Hosted DMARC
The Hosted DMARC page lets you manage your domain's DMARC record through Palisade instead of editing DNS directly. When Hosted DMARC is active, Palisade publishes and maintains the DMARC record on your behalf using a CNAME delegation.
Domain Status
At the top of the page, a status badge indicates the current state:
- Active — Hosted DMARC is live and the CNAME is verified
- Verifying — Palisade is waiting for the CNAME to propagate
- Error — DNS verification failed or the record is misconfigured
- Inactive — Hosted DMARC is not enabled for this domain
DMARC Record
Displays the current DMARC record that Palisade is publishing. For domains using external DNS, a copyable record is shown so you can add it to your provider.
DMARC Policy Control
Adjust your DMARC enforcement level using the policy slider:
- None — monitor only, no enforcement. Use this while reviewing DMARC reports to identify legitimate senders.

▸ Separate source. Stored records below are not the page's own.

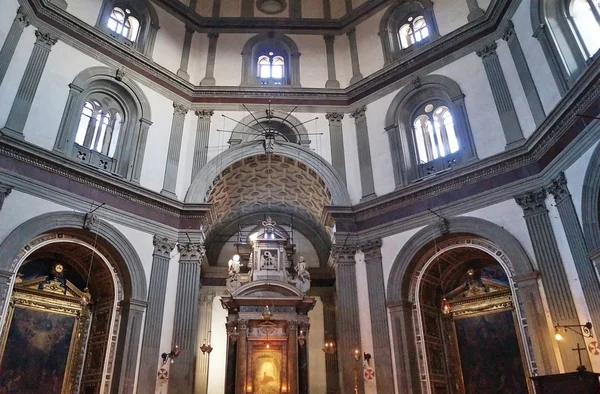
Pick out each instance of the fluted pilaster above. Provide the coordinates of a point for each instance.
(185, 327)
(502, 98)
(29, 84)
(172, 166)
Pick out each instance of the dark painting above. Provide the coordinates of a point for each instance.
(490, 356)
(36, 352)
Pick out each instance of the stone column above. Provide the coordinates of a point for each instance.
(554, 278)
(29, 84)
(379, 321)
(5, 190)
(292, 331)
(584, 266)
(202, 136)
(329, 322)
(204, 324)
(475, 12)
(332, 81)
(209, 78)
(185, 327)
(185, 54)
(172, 166)
(364, 154)
(242, 358)
(154, 316)
(502, 98)
(533, 98)
(356, 75)
(336, 136)
(348, 320)
(12, 39)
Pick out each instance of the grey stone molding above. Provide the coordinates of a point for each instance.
(185, 328)
(502, 98)
(585, 269)
(554, 278)
(356, 75)
(129, 268)
(336, 137)
(209, 78)
(154, 315)
(364, 154)
(202, 138)
(347, 317)
(332, 82)
(185, 54)
(172, 166)
(12, 39)
(5, 190)
(379, 316)
(29, 84)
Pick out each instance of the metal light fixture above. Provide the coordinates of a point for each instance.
(586, 330)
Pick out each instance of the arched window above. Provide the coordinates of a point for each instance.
(132, 22)
(428, 129)
(105, 123)
(270, 59)
(407, 27)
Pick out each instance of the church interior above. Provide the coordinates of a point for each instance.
(299, 196)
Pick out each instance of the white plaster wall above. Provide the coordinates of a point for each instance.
(516, 89)
(540, 70)
(218, 357)
(575, 175)
(169, 41)
(370, 52)
(317, 378)
(86, 10)
(470, 75)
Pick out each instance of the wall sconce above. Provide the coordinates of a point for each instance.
(171, 355)
(586, 330)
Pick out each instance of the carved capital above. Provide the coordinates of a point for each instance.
(359, 113)
(334, 117)
(533, 202)
(487, 52)
(204, 114)
(21, 19)
(44, 39)
(190, 252)
(162, 246)
(558, 188)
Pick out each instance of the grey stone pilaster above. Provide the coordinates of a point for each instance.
(132, 313)
(379, 321)
(29, 84)
(475, 12)
(356, 75)
(329, 323)
(4, 192)
(554, 278)
(584, 266)
(204, 323)
(336, 136)
(504, 103)
(348, 321)
(332, 81)
(154, 315)
(185, 54)
(12, 39)
(202, 136)
(185, 327)
(172, 166)
(209, 78)
(533, 98)
(364, 154)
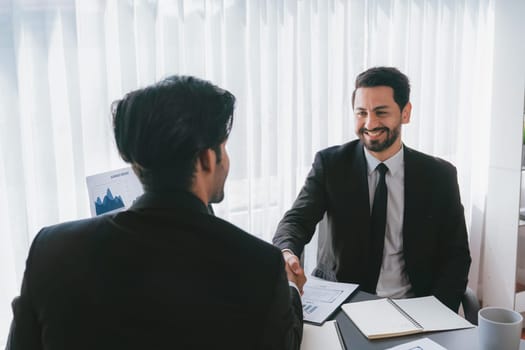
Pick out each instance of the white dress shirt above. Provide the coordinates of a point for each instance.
(393, 280)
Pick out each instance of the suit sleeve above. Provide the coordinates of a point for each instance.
(25, 332)
(454, 254)
(283, 328)
(298, 224)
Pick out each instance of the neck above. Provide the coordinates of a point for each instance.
(387, 153)
(199, 190)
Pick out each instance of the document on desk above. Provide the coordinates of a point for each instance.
(420, 344)
(326, 337)
(383, 318)
(321, 298)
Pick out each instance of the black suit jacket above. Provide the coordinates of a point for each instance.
(163, 275)
(435, 240)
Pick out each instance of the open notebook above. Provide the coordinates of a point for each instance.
(383, 318)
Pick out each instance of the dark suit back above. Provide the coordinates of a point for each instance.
(153, 278)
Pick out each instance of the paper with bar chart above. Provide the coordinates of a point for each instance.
(321, 298)
(113, 191)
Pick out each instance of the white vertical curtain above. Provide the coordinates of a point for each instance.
(291, 64)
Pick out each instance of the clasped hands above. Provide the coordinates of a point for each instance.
(294, 271)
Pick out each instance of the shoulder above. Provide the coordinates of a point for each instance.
(71, 230)
(426, 163)
(246, 244)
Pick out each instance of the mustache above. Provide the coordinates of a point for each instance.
(383, 128)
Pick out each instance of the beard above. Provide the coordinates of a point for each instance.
(391, 135)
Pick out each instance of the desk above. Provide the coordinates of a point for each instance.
(355, 340)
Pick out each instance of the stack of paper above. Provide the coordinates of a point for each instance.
(321, 298)
(326, 337)
(384, 318)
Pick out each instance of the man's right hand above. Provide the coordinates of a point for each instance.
(294, 271)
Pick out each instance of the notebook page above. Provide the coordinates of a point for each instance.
(379, 318)
(431, 314)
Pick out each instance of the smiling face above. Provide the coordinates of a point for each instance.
(378, 120)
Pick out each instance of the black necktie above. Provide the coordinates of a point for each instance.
(377, 225)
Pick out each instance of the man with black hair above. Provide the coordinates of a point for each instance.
(165, 274)
(396, 224)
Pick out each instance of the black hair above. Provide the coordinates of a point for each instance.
(385, 76)
(161, 129)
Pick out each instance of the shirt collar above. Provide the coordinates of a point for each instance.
(394, 163)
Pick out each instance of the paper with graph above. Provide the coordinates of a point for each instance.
(113, 191)
(321, 298)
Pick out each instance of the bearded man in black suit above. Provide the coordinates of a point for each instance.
(419, 245)
(167, 273)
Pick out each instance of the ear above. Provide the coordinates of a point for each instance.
(405, 113)
(206, 160)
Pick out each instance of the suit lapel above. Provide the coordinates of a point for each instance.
(359, 188)
(416, 190)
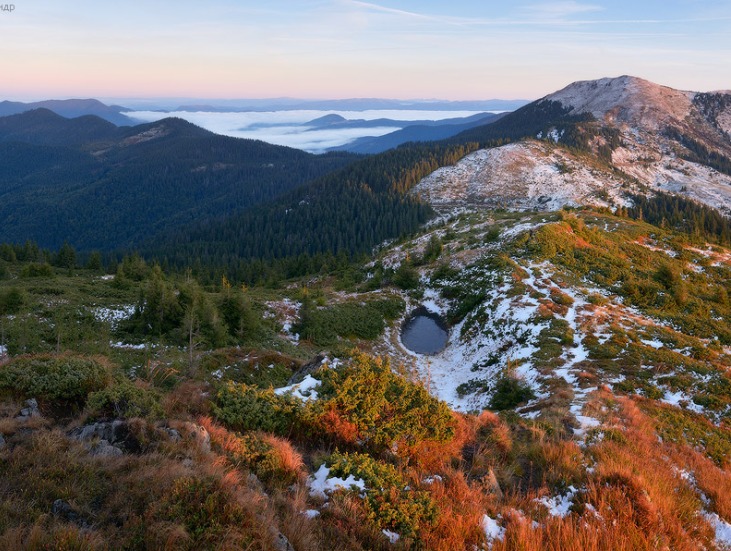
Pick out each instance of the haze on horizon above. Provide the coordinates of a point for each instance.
(462, 50)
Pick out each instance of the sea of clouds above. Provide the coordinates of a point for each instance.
(286, 127)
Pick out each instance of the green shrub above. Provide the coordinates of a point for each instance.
(242, 407)
(509, 393)
(11, 300)
(348, 320)
(125, 399)
(406, 276)
(389, 500)
(35, 269)
(381, 407)
(57, 378)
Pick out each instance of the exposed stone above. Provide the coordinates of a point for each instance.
(102, 448)
(116, 434)
(30, 410)
(307, 369)
(493, 486)
(173, 434)
(197, 433)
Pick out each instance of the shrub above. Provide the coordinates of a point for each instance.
(11, 301)
(274, 461)
(406, 276)
(65, 378)
(210, 513)
(125, 399)
(243, 407)
(382, 407)
(509, 393)
(37, 270)
(389, 500)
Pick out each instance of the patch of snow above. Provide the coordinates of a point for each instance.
(113, 316)
(653, 343)
(723, 530)
(432, 479)
(304, 390)
(493, 531)
(433, 302)
(679, 398)
(559, 506)
(127, 346)
(321, 484)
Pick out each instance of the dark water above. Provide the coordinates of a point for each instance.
(424, 332)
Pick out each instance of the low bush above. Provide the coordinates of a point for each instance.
(242, 407)
(388, 498)
(55, 378)
(125, 399)
(509, 393)
(273, 460)
(366, 401)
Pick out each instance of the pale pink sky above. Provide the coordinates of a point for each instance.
(346, 48)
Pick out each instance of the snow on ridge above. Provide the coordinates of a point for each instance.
(321, 483)
(304, 390)
(631, 98)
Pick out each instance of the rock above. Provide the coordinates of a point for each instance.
(30, 410)
(307, 369)
(111, 431)
(493, 486)
(173, 434)
(102, 448)
(197, 433)
(116, 434)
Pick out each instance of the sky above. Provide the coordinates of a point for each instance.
(331, 49)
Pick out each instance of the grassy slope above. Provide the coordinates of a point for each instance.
(644, 305)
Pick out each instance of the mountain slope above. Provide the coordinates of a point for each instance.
(592, 143)
(44, 127)
(71, 108)
(414, 133)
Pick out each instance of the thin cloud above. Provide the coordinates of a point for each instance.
(383, 9)
(561, 10)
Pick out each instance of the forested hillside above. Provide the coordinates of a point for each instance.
(100, 187)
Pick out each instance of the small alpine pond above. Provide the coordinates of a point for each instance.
(424, 332)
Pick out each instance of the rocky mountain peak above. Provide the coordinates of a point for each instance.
(625, 99)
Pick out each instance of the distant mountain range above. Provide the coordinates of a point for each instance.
(593, 142)
(102, 187)
(355, 104)
(71, 108)
(179, 192)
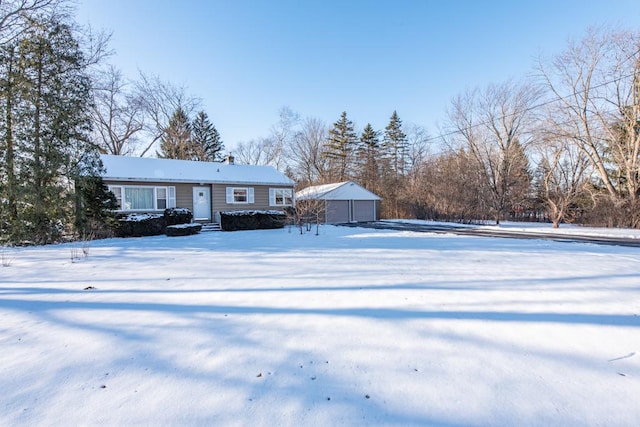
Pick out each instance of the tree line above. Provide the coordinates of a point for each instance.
(562, 145)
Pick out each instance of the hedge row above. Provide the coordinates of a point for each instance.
(138, 225)
(183, 229)
(252, 220)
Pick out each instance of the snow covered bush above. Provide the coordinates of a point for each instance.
(174, 216)
(183, 229)
(151, 224)
(252, 220)
(137, 225)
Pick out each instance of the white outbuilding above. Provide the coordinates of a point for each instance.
(343, 202)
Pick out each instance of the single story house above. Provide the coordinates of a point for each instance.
(344, 202)
(144, 184)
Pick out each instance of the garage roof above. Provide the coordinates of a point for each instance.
(347, 190)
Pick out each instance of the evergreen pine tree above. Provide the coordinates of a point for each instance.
(176, 141)
(396, 146)
(50, 125)
(368, 155)
(205, 139)
(340, 147)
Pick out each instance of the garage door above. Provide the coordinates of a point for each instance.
(337, 211)
(364, 210)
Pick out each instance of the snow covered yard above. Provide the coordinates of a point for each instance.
(351, 327)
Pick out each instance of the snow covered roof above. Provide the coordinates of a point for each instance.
(347, 190)
(122, 168)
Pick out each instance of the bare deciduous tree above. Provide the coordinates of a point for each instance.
(563, 176)
(492, 125)
(306, 152)
(597, 85)
(14, 13)
(117, 113)
(159, 100)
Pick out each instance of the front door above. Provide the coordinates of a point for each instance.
(202, 203)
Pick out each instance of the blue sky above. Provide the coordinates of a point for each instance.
(247, 59)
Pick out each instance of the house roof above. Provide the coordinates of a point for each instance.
(347, 190)
(122, 168)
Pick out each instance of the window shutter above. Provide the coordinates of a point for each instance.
(171, 197)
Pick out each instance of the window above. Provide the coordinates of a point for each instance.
(280, 196)
(239, 195)
(139, 198)
(161, 198)
(117, 191)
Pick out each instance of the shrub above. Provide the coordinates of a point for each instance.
(137, 225)
(175, 216)
(252, 220)
(183, 229)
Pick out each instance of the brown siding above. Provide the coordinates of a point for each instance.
(260, 195)
(184, 192)
(364, 210)
(184, 195)
(337, 211)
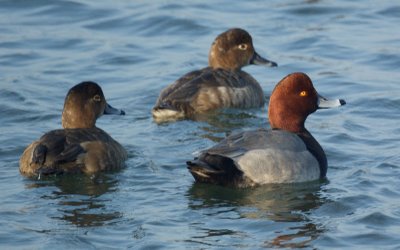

- Quarantine — suspicious messages are sent to the recipient's spam folder.
- Reject — unauthorized messages are blocked entirely.
Do not change the policy to quarantine or reject until you have reviewed your Senders List and resolved all authentication issues. Moving to enforcement too early will cause legitimate email to be sent to spam or rejected. See the Locking Down DMARC guide for a safe approach.
Advanced Options
Fine-tune your DMARC configuration:
- Subdomain policy — set a separate policy for subdomains (defaults to inheriting the parent policy)
- Enforcement percentage — control what percentage (0–100%) of failing messages the policy applies to. Start at a low percentage (e.g., 10%) and increase gradually over several days to catch issues before full enforcement.
- Reporting addresses (rua) — email addresses that receive aggregate DMARC reports
- SPF alignment — strict or relaxed alignment mode
- DKIM alignment — strict or relaxed alignment mode
A diff preview shows exactly what will change before you apply updates.
Disabling Hosted DMARC
To stop using Palisade's Hosted DMARC and manage the record yourself:
- Click Disable Hosted DMARC at the bottom of the page.
- Confirm the action in the dialog.
- Remove the CNAME record from your DNS provider and add a standard DMARC TXT record.
Disabling Hosted DMARC without adding a replacement DMARC record to your DNS will leave your domain without a DMARC policy.